Go back in time one week. The online horror community was buzzing with support to get out to the theater and see the historic UNRATED release of Adam Green’s Hatchet 2. Fans blogged and vlogged and tweeted how this would be our chance to rise up and show the movie business that there was demand for unrated horror. 2001 Maniacs: Field of Screams director Tim Sullivan sent out a letter to several news outlets pleading with fans to spend their money on Hatchet 2 and to resist the temptations of internet piracy. AMC, a sizable movie chain, was being universally praised for their guts in taking such a risk by offering such a wide release to Hatchet 2. It was a dream come true for hardcore horror fans.

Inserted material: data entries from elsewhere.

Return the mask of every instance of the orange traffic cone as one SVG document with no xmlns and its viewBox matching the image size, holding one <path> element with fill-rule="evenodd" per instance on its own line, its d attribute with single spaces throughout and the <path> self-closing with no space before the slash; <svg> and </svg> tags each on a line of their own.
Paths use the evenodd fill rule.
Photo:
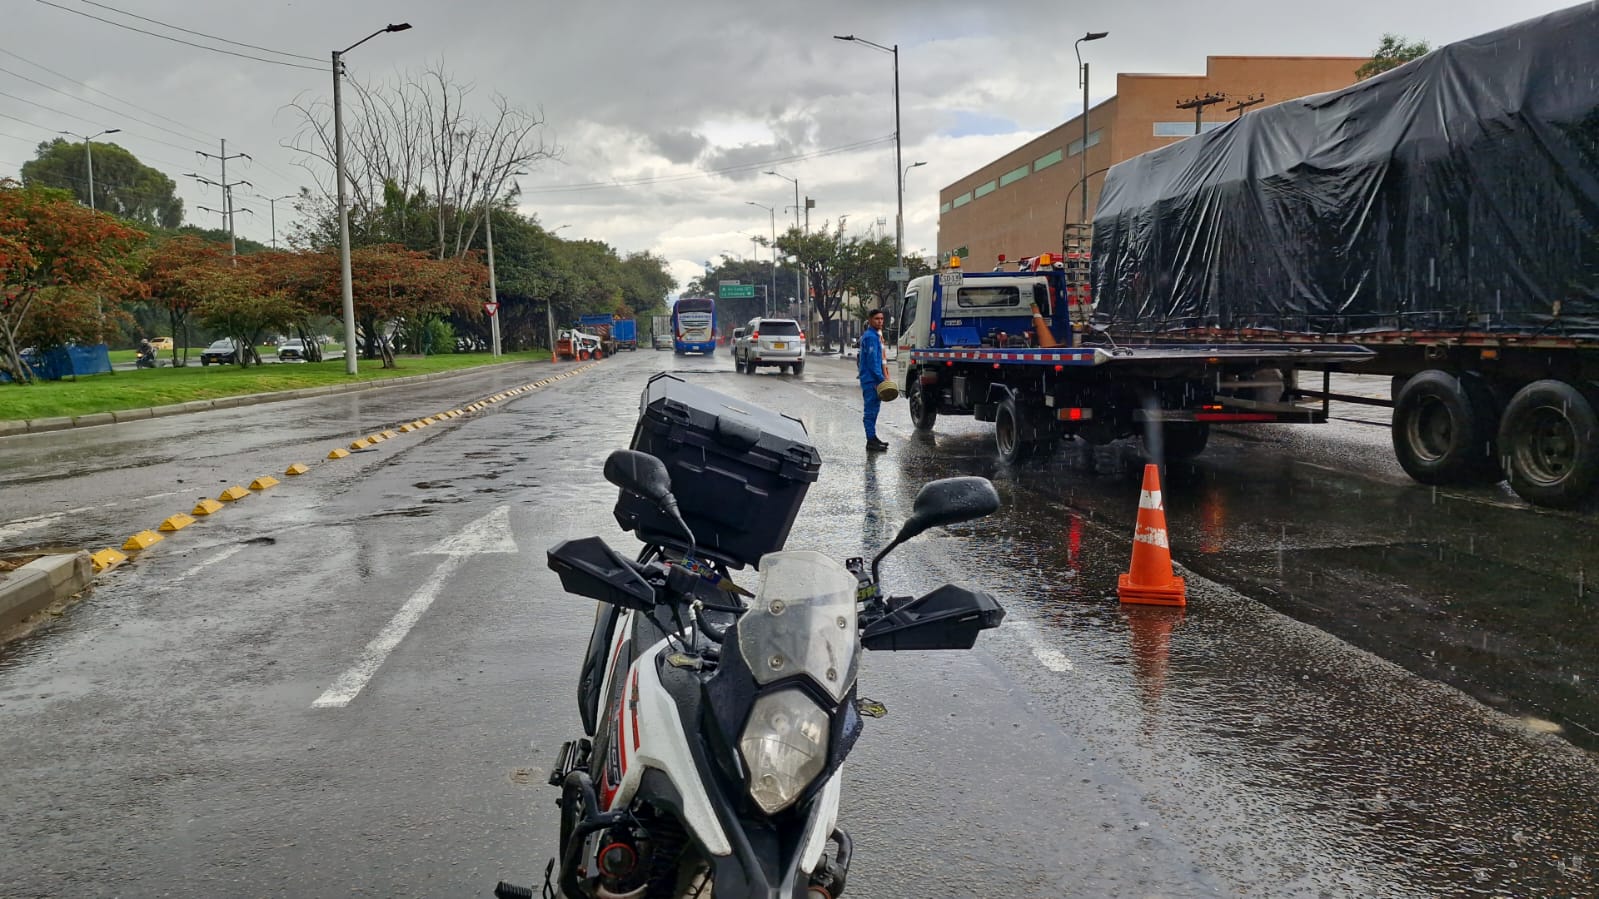
<svg viewBox="0 0 1599 899">
<path fill-rule="evenodd" d="M 1038 335 L 1038 345 L 1041 347 L 1057 347 L 1055 335 L 1049 330 L 1049 322 L 1044 321 L 1044 316 L 1038 311 L 1038 304 L 1033 304 L 1033 333 Z"/>
<path fill-rule="evenodd" d="M 1138 680 L 1144 702 L 1154 706 L 1166 689 L 1166 669 L 1171 659 L 1171 632 L 1183 620 L 1180 608 L 1150 608 L 1129 605 L 1127 640 L 1133 657 L 1133 676 Z"/>
<path fill-rule="evenodd" d="M 1138 526 L 1133 529 L 1133 562 L 1117 579 L 1122 602 L 1151 606 L 1184 606 L 1188 588 L 1172 574 L 1171 546 L 1166 541 L 1166 507 L 1160 499 L 1160 468 L 1144 466 L 1144 490 L 1138 499 Z"/>
</svg>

By Sunday night the dream seemed to be crumbling. By Monday morning, it had all but died. AMC pulled Hatchet 2 from theaters, citing performance as their motivation. Speculation, accusations, and bitterness flew around the horror community, with people pointing fingers at the theaters, the MPAA, the distributor, even the fans for not getting off of their butts and supporting the unrated horror movement. Adam Green, much to his credit, took the admirable stance that it was a crappy situation but playing the blame game wasn’t going to help anybody. He was just glad to have seen his movie in theaters, as he had intended. Whatever your thoughts on the Hatchet 2 debacle might be, there is no denying that last weekend was an historic event for horror cinema. The kind of thing that comes along once every few DECADES! Now, for better or for worse, that time has passed….
…or has it?
The unrated remake of I Spit on Your Grave opens today. Also being shown in AMC theaters, although on about sixty fewer screens than Hatchet 2, I Spit on Your Grave offers horror fandom a rare second chance to make a lasting impression on the movie industry. Eight screens nationwide are taking a chance by showing this brutal, horrific story of assault, rape, and revenge, and they are doing it without the gracious blessing of the MPAA. Lightning is striking twice, giving the hardcore horror fan ANOTHER opportunity to go see a film from our beloved genre in the form the director originally intended. AMC is also being given a second chance to stick to their guns and continue supporting an unrated film despite external pressures.
So this is a rallying cry for the horror community. We have a second chance to make the statement we could have, SHOULD have made with Hatchet 2. We can pack the eight theaters in the country with the balls to support I Spit On Your Grave with wall to wall horror fans and make the industry see that unrated horror has a valid place among the cinemas of America. As an independent horror filmmaker, the idea that I might be able to enjoy the same freedom with my future work is incredibly exciting. As a horror fan, having the choice to see the films I want, the way I want to see them: in the theater. I don’t want to have to wait a year for an unrated DVD release of a film that has forty five seconds of blood spatter, or five seconds of sexual thrusting) which was forcibly removed by the censorship of the MPAA and a theater industry that is unwilling to risk showing unrated or NC-17 films. I was at the Hatchet 2 screening in Chicago last Sunday afternoon, and I LOVED IT! It was so good to be able to simply sit back with my wife and enjoy a good splattergore film without feeling the censoring blade of the MPAA gouging at the screen. Instead of leaving the theater thinking “That was pretty cool. Can’t wait for the DVD so I can actually see it!” I left fulfilled.
And isn’t fulfilling the audience’s expectations of entertainment the job of both filmmakers and theater owners?
So if you share the same dream of seeing more unrated films in theaters that Adam Green, Tim Sullivan, hundreds of filmmakers, thousands of fans, and I share, then I beg you: please go see I Spit on Your Grave this weekend.